I having a hard time getting the Autofac.Extras.Multitenancy package to work to choose between two implementations of an interface.
I'm trying to connect to separate databases based on a tenant Id but my ITenantIdentificationStrategy
that I took from Autofac's example isn't getting HttpContext.Current
set so I can't get anything from the HTTP call to make a decision. I have two configurations like this.
var mtc = new MultitenantContainer(tenantIdStrategy, builder.Build());
mtc.ConfigureTenant(Guid.Parse("00000000-0000-0000-0000-000000000001"), b => b.RegisterInstance<DatabaseConnection>(connectionOne).As<IDatabaseConnection>().SingleInstance());
mtc.ConfigureTenant(Guid.Parse("00000000-0000-0000-0000-000000000002"), b => b.RegisterInstance<DatabaseConnection>(connectionTwo).As<IDatabaseConnection>().SingleInstance());
var resolver = new AutofacWebApiDependencyResolver(mtc);
config.DependencyResolver = resolver;
appBuilder.UseWebApi(config);
So I have two database connections I instantiate and I want those instances to be used for each tenant respectively
My tenant Id is pretty simple
public class RequestParameterStrategy : ITenantIdentificationStrategy
{
public bool TryIdentifyTenant(out object tenantId)
{
tenantId = null;
try
{
var context = HttpContext.Current;
if (context != null && context.Request != null)
{
tenantId = HttpContext.Current.Request.RequestContext.RouteData.Values["tenantId"];
}
}
catch (HttpException)
{
// Happens at app startup in IIS 7.0
}
return tenantId != null;
}
}
I added a simple controller to test this that should be within the ASP.NET pipeline.
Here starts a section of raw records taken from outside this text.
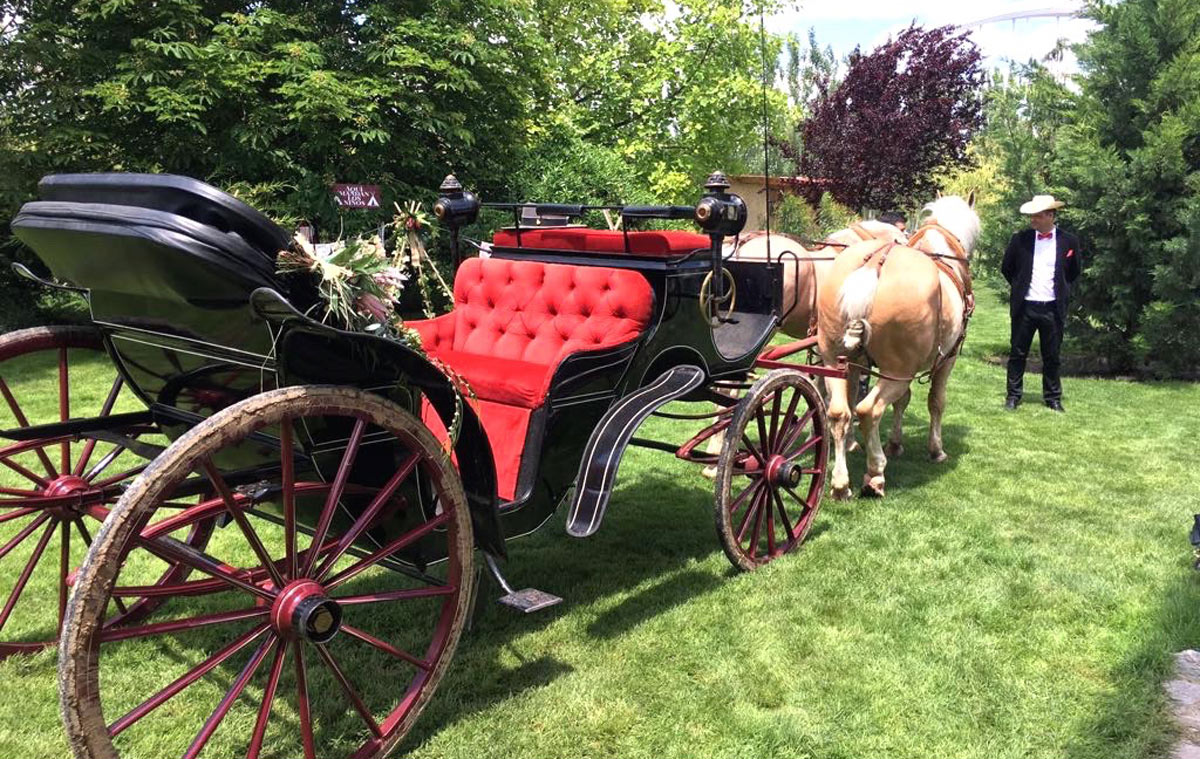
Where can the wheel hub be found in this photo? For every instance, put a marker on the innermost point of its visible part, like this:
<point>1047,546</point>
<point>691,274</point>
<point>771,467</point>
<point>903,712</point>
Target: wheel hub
<point>304,611</point>
<point>67,485</point>
<point>783,473</point>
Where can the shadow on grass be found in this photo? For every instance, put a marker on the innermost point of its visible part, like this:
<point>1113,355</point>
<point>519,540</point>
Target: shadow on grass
<point>654,526</point>
<point>1135,718</point>
<point>913,468</point>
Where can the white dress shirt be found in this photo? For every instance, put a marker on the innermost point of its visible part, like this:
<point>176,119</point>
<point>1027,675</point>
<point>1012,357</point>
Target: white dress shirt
<point>1045,252</point>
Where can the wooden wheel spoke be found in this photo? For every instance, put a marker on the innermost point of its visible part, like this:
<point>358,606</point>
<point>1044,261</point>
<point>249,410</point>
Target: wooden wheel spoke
<point>754,450</point>
<point>64,571</point>
<point>22,420</point>
<point>23,579</point>
<point>387,647</point>
<point>803,449</point>
<point>288,480</point>
<point>769,507</point>
<point>797,430</point>
<point>103,464</point>
<point>783,515</point>
<point>367,517</point>
<point>17,514</point>
<point>745,519</point>
<point>239,517</point>
<point>757,521</point>
<point>264,711</point>
<point>186,679</point>
<point>303,706</point>
<point>121,477</point>
<point>231,695</point>
<point>777,399</point>
<point>348,689</point>
<point>41,482</point>
<point>741,498</point>
<point>387,550</point>
<point>64,405</point>
<point>90,446</point>
<point>805,502</point>
<point>28,530</point>
<point>763,438</point>
<point>335,492</point>
<point>785,425</point>
<point>177,551</point>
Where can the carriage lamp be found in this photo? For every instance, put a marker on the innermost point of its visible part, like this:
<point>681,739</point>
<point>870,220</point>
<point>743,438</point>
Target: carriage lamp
<point>455,208</point>
<point>719,213</point>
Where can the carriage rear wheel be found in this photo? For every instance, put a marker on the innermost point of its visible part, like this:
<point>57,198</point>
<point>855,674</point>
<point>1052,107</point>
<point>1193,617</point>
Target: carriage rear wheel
<point>331,604</point>
<point>59,486</point>
<point>772,470</point>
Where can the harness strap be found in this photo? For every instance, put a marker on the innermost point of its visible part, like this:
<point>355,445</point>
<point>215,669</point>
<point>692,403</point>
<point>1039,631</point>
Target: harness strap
<point>961,284</point>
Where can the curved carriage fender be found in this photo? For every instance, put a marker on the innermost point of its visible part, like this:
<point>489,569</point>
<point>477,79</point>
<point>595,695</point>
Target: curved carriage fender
<point>311,352</point>
<point>601,458</point>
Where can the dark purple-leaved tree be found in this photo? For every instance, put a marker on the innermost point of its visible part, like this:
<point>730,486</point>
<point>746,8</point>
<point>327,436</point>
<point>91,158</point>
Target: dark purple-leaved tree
<point>901,113</point>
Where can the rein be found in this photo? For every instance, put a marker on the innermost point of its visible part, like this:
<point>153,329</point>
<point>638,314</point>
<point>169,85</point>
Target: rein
<point>961,284</point>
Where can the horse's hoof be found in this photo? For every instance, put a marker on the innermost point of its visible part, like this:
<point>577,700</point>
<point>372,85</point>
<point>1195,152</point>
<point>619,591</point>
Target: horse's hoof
<point>873,486</point>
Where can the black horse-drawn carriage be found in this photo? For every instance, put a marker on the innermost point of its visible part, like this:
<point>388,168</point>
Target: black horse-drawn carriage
<point>317,496</point>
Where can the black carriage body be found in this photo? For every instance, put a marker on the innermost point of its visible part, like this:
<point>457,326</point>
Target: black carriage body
<point>173,296</point>
<point>586,386</point>
<point>181,282</point>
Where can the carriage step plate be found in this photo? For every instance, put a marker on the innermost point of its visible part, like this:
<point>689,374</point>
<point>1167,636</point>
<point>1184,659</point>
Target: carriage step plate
<point>529,599</point>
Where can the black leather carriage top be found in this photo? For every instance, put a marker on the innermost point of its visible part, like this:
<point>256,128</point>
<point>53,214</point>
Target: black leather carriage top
<point>181,196</point>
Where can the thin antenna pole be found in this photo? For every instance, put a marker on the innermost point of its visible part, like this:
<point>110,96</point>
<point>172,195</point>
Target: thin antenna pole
<point>766,121</point>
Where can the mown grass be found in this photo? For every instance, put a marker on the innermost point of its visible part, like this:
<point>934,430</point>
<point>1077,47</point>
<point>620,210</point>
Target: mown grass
<point>1021,599</point>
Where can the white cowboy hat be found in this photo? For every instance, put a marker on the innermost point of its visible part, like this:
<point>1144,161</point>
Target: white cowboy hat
<point>1041,203</point>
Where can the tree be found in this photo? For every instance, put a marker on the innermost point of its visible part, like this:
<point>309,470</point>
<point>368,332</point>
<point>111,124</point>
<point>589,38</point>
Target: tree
<point>1128,163</point>
<point>900,114</point>
<point>275,100</point>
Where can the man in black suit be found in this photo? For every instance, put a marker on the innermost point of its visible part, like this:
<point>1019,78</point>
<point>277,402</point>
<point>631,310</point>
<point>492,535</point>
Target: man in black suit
<point>1041,263</point>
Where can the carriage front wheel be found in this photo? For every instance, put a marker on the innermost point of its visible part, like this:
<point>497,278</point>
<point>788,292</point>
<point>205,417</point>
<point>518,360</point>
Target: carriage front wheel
<point>772,470</point>
<point>331,602</point>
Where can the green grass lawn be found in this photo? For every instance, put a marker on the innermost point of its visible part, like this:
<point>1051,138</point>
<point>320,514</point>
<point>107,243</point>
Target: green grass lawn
<point>1021,599</point>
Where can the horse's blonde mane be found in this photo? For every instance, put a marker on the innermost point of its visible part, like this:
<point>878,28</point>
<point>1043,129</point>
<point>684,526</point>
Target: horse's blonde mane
<point>959,217</point>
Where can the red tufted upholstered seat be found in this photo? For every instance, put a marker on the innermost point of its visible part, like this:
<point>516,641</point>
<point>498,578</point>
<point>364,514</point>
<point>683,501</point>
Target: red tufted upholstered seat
<point>511,326</point>
<point>669,243</point>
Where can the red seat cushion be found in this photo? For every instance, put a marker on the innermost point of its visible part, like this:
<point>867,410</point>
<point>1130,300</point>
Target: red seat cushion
<point>501,380</point>
<point>513,324</point>
<point>642,243</point>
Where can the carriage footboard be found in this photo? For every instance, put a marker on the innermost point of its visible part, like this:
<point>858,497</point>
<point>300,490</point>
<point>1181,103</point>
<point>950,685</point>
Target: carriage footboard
<point>598,470</point>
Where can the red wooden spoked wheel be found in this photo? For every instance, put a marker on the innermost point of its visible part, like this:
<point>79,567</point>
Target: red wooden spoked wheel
<point>772,470</point>
<point>329,610</point>
<point>55,490</point>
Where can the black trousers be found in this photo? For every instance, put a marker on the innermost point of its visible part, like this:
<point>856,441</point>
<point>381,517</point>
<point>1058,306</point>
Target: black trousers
<point>1043,320</point>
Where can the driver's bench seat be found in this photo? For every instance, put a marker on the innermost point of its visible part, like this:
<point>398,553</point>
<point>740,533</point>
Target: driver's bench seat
<point>513,324</point>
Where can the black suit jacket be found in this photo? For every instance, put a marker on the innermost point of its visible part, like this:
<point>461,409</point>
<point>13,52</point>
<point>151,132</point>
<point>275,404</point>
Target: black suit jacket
<point>1018,268</point>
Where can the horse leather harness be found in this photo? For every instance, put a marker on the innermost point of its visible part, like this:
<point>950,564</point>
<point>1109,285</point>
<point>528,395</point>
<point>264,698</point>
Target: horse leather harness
<point>877,257</point>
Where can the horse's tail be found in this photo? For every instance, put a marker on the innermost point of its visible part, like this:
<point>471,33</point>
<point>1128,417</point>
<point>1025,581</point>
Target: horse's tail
<point>855,298</point>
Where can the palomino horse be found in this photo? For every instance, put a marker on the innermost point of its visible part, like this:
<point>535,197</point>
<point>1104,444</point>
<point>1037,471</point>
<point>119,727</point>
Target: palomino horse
<point>906,308</point>
<point>804,268</point>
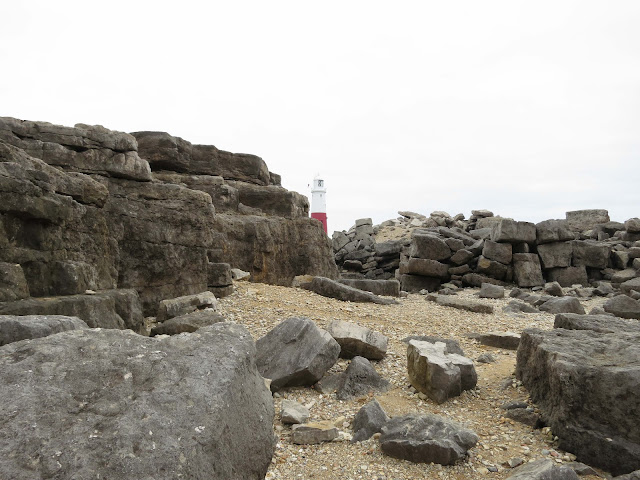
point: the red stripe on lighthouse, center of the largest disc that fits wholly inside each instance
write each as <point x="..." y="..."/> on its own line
<point x="322" y="217"/>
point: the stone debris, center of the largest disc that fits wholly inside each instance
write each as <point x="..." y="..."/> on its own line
<point x="296" y="352"/>
<point x="437" y="373"/>
<point x="426" y="439"/>
<point x="355" y="340"/>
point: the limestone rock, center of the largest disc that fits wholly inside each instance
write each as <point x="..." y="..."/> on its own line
<point x="369" y="420"/>
<point x="13" y="285"/>
<point x="562" y="305"/>
<point x="113" y="404"/>
<point x="527" y="270"/>
<point x="543" y="469"/>
<point x="293" y="412"/>
<point x="333" y="289"/>
<point x="296" y="352"/>
<point x="355" y="340"/>
<point x="175" y="307"/>
<point x="359" y="379"/>
<point x="437" y="373"/>
<point x="563" y="369"/>
<point x="488" y="290"/>
<point x="15" y="328"/>
<point x="313" y="433"/>
<point x="426" y="439"/>
<point x="623" y="306"/>
<point x="187" y="323"/>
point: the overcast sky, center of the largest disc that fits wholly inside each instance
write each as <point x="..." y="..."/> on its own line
<point x="529" y="109"/>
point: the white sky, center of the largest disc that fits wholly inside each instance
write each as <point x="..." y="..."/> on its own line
<point x="525" y="108"/>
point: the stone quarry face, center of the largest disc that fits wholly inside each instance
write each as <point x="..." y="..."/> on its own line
<point x="118" y="405"/>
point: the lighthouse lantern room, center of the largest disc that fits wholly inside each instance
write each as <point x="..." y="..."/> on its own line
<point x="319" y="201"/>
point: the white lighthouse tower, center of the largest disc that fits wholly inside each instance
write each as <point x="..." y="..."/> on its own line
<point x="319" y="201"/>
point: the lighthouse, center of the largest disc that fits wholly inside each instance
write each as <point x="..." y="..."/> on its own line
<point x="319" y="201"/>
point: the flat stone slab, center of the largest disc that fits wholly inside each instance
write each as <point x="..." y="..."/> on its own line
<point x="459" y="303"/>
<point x="15" y="328"/>
<point x="426" y="439"/>
<point x="355" y="340"/>
<point x="333" y="289"/>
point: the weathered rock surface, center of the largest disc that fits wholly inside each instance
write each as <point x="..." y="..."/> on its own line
<point x="187" y="323"/>
<point x="543" y="469"/>
<point x="118" y="405"/>
<point x="360" y="379"/>
<point x="460" y="303"/>
<point x="437" y="373"/>
<point x="296" y="352"/>
<point x="623" y="306"/>
<point x="369" y="420"/>
<point x="15" y="328"/>
<point x="333" y="289"/>
<point x="562" y="305"/>
<point x="355" y="340"/>
<point x="293" y="412"/>
<point x="175" y="307"/>
<point x="425" y="439"/>
<point x="585" y="384"/>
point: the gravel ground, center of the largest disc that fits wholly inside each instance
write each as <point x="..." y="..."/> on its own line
<point x="261" y="307"/>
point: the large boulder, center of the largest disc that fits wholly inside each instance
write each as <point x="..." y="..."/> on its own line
<point x="333" y="289"/>
<point x="425" y="439"/>
<point x="113" y="404"/>
<point x="355" y="340"/>
<point x="15" y="328"/>
<point x="585" y="384"/>
<point x="437" y="373"/>
<point x="527" y="270"/>
<point x="296" y="352"/>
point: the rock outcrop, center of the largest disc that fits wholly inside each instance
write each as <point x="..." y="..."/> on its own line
<point x="113" y="404"/>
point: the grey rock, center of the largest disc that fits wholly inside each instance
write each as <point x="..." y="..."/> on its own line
<point x="296" y="352"/>
<point x="175" y="307"/>
<point x="360" y="379"/>
<point x="426" y="439"/>
<point x="115" y="403"/>
<point x="623" y="306"/>
<point x="187" y="323"/>
<point x="333" y="289"/>
<point x="355" y="340"/>
<point x="543" y="469"/>
<point x="582" y="220"/>
<point x="488" y="290"/>
<point x="563" y="305"/>
<point x="460" y="303"/>
<point x="293" y="412"/>
<point x="500" y="252"/>
<point x="550" y="231"/>
<point x="604" y="375"/>
<point x="491" y="268"/>
<point x="437" y="373"/>
<point x="505" y="340"/>
<point x="554" y="289"/>
<point x="429" y="247"/>
<point x="15" y="328"/>
<point x="527" y="270"/>
<point x="424" y="267"/>
<point x="313" y="433"/>
<point x="415" y="283"/>
<point x="589" y="253"/>
<point x="13" y="284"/>
<point x="513" y="232"/>
<point x="568" y="276"/>
<point x="597" y="323"/>
<point x="387" y="288"/>
<point x="557" y="254"/>
<point x="369" y="420"/>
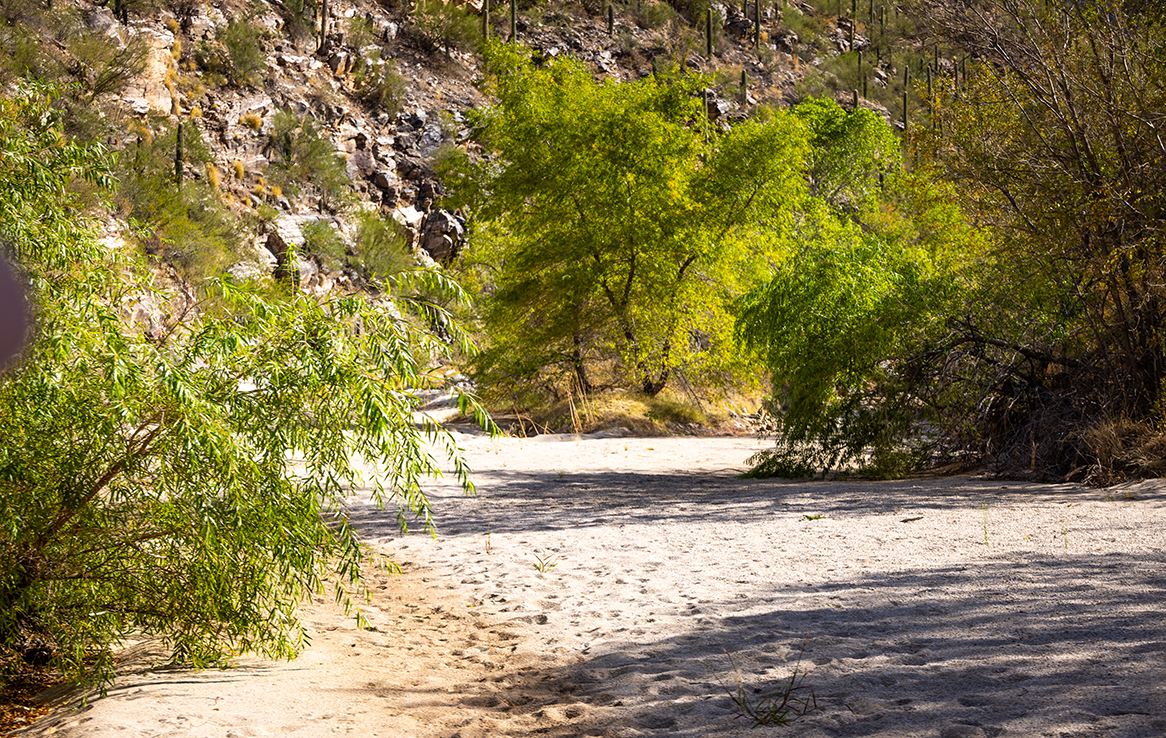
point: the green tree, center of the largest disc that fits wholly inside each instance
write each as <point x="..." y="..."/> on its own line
<point x="1054" y="142"/>
<point x="612" y="229"/>
<point x="850" y="311"/>
<point x="184" y="475"/>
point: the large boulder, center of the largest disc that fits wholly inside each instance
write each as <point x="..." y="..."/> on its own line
<point x="442" y="234"/>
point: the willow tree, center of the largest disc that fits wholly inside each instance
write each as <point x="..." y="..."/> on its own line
<point x="183" y="476"/>
<point x="613" y="227"/>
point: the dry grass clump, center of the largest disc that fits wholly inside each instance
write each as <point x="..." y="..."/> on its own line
<point x="1125" y="449"/>
<point x="643" y="415"/>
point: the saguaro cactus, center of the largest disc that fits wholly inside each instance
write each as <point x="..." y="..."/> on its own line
<point x="906" y="86"/>
<point x="708" y="34"/>
<point x="757" y="23"/>
<point x="323" y="26"/>
<point x="177" y="157"/>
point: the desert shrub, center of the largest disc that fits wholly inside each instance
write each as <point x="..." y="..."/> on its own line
<point x="360" y="33"/>
<point x="447" y="25"/>
<point x="306" y="161"/>
<point x="236" y="55"/>
<point x="381" y="250"/>
<point x="321" y="240"/>
<point x="299" y="19"/>
<point x="189" y="225"/>
<point x="380" y="85"/>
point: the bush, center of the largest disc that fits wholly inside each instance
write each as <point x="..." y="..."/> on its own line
<point x="380" y="85"/>
<point x="146" y="470"/>
<point x="306" y="160"/>
<point x="299" y="19"/>
<point x="321" y="240"/>
<point x="447" y="25"/>
<point x="190" y="226"/>
<point x="381" y="248"/>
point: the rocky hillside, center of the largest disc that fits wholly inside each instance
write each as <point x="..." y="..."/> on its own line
<point x="262" y="98"/>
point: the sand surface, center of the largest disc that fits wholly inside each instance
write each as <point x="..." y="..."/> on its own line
<point x="615" y="587"/>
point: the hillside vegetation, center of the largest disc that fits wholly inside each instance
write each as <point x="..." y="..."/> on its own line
<point x="931" y="233"/>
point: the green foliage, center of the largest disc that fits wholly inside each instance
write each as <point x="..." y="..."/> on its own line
<point x="872" y="279"/>
<point x="190" y="226"/>
<point x="1054" y="139"/>
<point x="321" y="240"/>
<point x="184" y="476"/>
<point x="237" y="54"/>
<point x="611" y="232"/>
<point x="299" y="19"/>
<point x="380" y="85"/>
<point x="447" y="25"/>
<point x="360" y="33"/>
<point x="304" y="160"/>
<point x="381" y="250"/>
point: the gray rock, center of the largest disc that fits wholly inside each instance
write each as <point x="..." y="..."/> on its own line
<point x="442" y="234"/>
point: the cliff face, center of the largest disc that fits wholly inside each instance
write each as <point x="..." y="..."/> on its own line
<point x="259" y="90"/>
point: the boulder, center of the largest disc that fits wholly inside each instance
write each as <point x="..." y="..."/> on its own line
<point x="442" y="234"/>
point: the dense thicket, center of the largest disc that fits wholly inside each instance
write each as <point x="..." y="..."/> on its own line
<point x="1054" y="140"/>
<point x="613" y="226"/>
<point x="183" y="475"/>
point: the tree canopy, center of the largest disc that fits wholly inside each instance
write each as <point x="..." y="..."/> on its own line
<point x="185" y="475"/>
<point x="613" y="227"/>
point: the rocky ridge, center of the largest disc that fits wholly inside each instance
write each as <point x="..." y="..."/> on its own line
<point x="390" y="153"/>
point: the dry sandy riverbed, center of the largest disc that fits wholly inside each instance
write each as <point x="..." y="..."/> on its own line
<point x="606" y="587"/>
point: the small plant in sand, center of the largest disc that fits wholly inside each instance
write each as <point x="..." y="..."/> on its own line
<point x="789" y="701"/>
<point x="546" y="562"/>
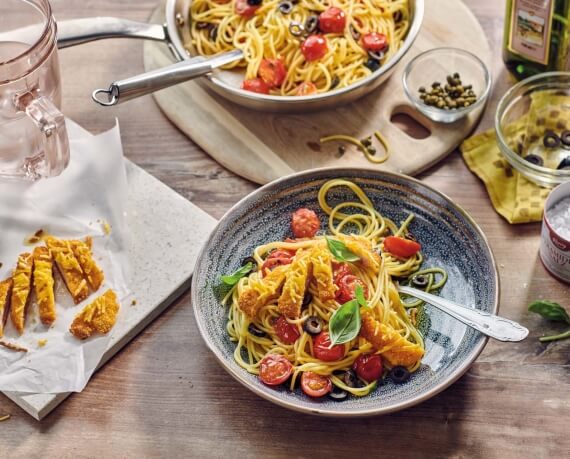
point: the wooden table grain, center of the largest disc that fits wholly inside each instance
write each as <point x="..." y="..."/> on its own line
<point x="165" y="395"/>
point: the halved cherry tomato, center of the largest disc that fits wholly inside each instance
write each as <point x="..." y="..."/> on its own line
<point x="243" y="8"/>
<point x="314" y="47"/>
<point x="340" y="270"/>
<point x="346" y="287"/>
<point x="306" y="88"/>
<point x="314" y="384"/>
<point x="286" y="332"/>
<point x="273" y="72"/>
<point x="305" y="223"/>
<point x="255" y="85"/>
<point x="274" y="369"/>
<point x="332" y="20"/>
<point x="400" y="247"/>
<point x="374" y="41"/>
<point x="322" y="349"/>
<point x="368" y="367"/>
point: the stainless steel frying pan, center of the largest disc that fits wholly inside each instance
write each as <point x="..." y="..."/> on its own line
<point x="176" y="32"/>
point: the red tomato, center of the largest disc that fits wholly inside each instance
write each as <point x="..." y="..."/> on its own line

public IHttpActionResult Get(IMongoDBAdapter adapter, string memberId= null) {
return Ok()
}
This is the example right out of Autofac's website. but HttpContext.Current is always null and tenant Id is not set and then it complains that my controller's aren't getting a DatabaseConnection
EDIT I think my problem might be that this project is not hosted in IIS. It's a self hosted windows service and even in the controller HttpContext.Current is null. Seems like this idea may not be possible with self hosted services?
You are correct - you won't get HttpContext
in a self hosted environment
You could try writing a custom DelegatingHandler
that sits first in your self-hosted request pipeline and sets a context variable in a way similar to the way ASP.NET Core has an HttpContextAccessor
Which is to say, your DelegatingHandler
would have to...
CallContext.LogicalSetData
Then your tenant ID strategy would read the value using CallContext.LogicalGetData
.
Look at how ASP.NET Core gets/sets HttpContext.Current
doing a very, very similar thing since ASP.NET Core also doesn't support HttpContext.Current
.
That's actually potentially some tricky code to get correct so I will put a very, very rough sample here but do not just copy/paste this and assume it's going to be 100% perfect. I'm not doing extensive testing on it, I'm just trying to give you an idea.
Here's what the handler might look like:
public class TenantIdentityHandler : DelegatingHandler
{
protected async override Task<HttpResponseMessage> SendAsync(
HttpRequestMessage request, CancellationToken cancellationToken)
{
var id = request.Headers.GetValues("X-Tenant-ID").FirstOrDefault();
CallContext.LogicalSetData("TenantIdentification" + AppDomain.CurrentDomain.Id, new ObjectHandle(id));
return await base.SendAsync(request, cancellationToken);
}
}
Here's what your ID strategy might look like:
public class CallContextStrategy : ITenantIdentificationStrategy
{
public bool TryIdentifyTenant(out object tenantId)
{
var handle = CallContext.LogicalGetData("TenantIdentification" + AppDomain.CurrentDomain.Id) as ObjectHandle;
var tenantId = handle?.Unwrap() as string;
return tenantId != null;
}
}
Again, I haven't tried this out so you may have to tweak it, but hopefully it will get you started.